Oh, and their world-class teamfighting. Can't forget the fighting.


Longzhu Gaming (7-9): The Chained Beasts

And finally, the last of our eight teams, is the one which might just be one of the strongest when the 2016 year comes to an end. A 10-man roster, Longzhu Gaming don't lack talent. All of their players on the roster could start for at least an average LCK team. The issue has come when finding the best starting five for the 10 players. They've tried mixing and matching all season long, and Longzhu have found small bursts of success before hitting a wall and then changing everything up again.

Like KT Rolster, Longzhu have performed at incredibly high levels and then nosedived. When Longzhu Gaming can function as a team throughout an entire game, they play beautiful League. They are a team that should be feared. All the talent on the team shines brightly on Summoner's Rift and takes over the map in unison. Shin "CoCo" Jin-yeong, Lee "Chaser" Sang-hyun, Lee "Flame" Ho-jong, Lee "Fury" Jin-yong. These are players who on the right team can all be true aces, players who carry teams to the top of the standings.

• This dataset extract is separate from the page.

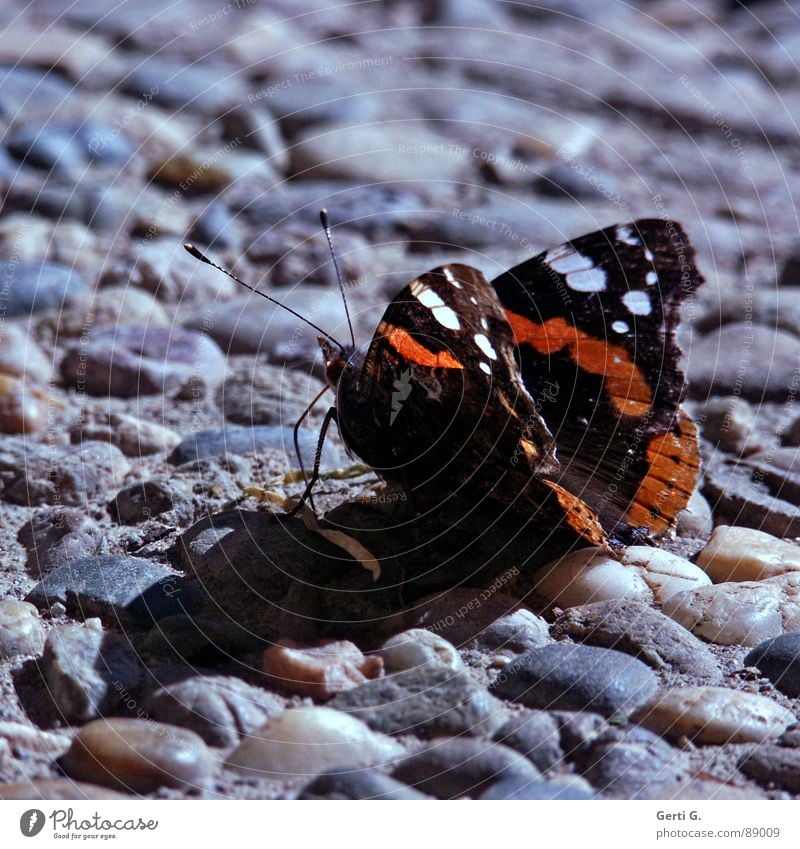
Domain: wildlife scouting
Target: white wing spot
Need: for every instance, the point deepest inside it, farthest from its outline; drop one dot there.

Longzhu's gambit is finding the perfect lineup that can unlock the chains that bind them. Their most lineup with Coco, Chaser, Fury and Koo "Expession" Bon-taek in the top lane with Kim "Pure" Jin-sun at support performed at the level you'd expect from a team challenging for a spot at Worlds in a recent blowout against Samsung Galaxy. They synced well together, Expession doesn't need as much gold as his counterpart Flame, and the other elite carries on the team were able to put in work on their respective champions.

...Then, in a seemingly gimme match against the luckless Sonicboom, everything fell apart for the umpteeth time. The five players didn't play well together, and the team was shellacked by a squad who had only two match wins in their last thirty plus in the LCK. Longzhu went from one of their marquee wins of the season and burned it all in their next series.

Presently, Longzhu sit at the bottom of the great eight teams in South Korea.

If, and this is a big if, they truly figure out the puzzle to unlock their shackles, the rest of the upper echelon teams should stop worrying about what is front of them and focus more on the eyes coming up from below them. But until then, they'll sit here -- leashed to the bottom of the competitive teams in South Korea. All the talent in the world individually without any of the coordination that transforms a good or great team to a championship team.